Caption: Scene as Viewed by Person with Retinitis Pigmentosa
In December 2017, news broke to great fanfare that the FDA had approved the first ever gene therapy for a genetic disease. Luxturna (voretigene neparvovec-rzyl) had been proven to restore vision in people living with inherited retinal diseases. Stories about children seeing their parents’ faces for the first time and adults putting away their white canes forever were widely circulated. As a vision rehabilitation specialist, I’ve been approached by clients who ask how they too can become pioneers in the nascent field of gene therapy. It was time to look into Spark Therapeutics Inc., the company behind the research, development, and manufacturing of Luxturna, to get some answers. Dr. Paulo Falabella, M.D., Medical Affairs Ophthalmic Lead at Spark Therapeutics, helped me understand the science behind the revolutionary treatment. I also spoke to members of the Spark Therapeutics Generation Patient Services support team about the process and the cost. For those anxious to receive treatment today, my findings may disappoint. But I can say with confidence that there are many more therapies on the horizon, and Luxturna heralds a new era for those who have lost vision to inherited retinal diseases.
Will Luxturna Work for My Particular Form of Inherited Retinal Disease?

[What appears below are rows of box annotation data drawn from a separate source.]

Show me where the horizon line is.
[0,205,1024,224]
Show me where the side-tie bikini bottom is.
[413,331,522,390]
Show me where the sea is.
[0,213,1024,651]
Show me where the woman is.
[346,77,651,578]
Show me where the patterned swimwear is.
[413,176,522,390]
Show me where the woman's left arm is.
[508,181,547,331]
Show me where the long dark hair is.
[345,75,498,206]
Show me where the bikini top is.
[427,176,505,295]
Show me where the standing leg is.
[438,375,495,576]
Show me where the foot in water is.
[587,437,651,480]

Quite honestly, the chances are slim. As of this post, only patients with Leber congenital amaurosis (LCA) and about 4 percent of people diagnosed with retinitis pigmentosa will qualify. Over 250 genetic mutations cause eye conditions that share the hallmarks of night blindness and field loss, but this treatment is tailored to just one specific gene—RPE65. Roughly, 1,000 to 2,000 people out of an estimated 10 million in the United States can trace their inherited retinal disease to an RPE65 gene mutation. The pool of candidates is whittled down even further as physicians must determine whether each patient has enough viable retinal cells to benefit from the therapy.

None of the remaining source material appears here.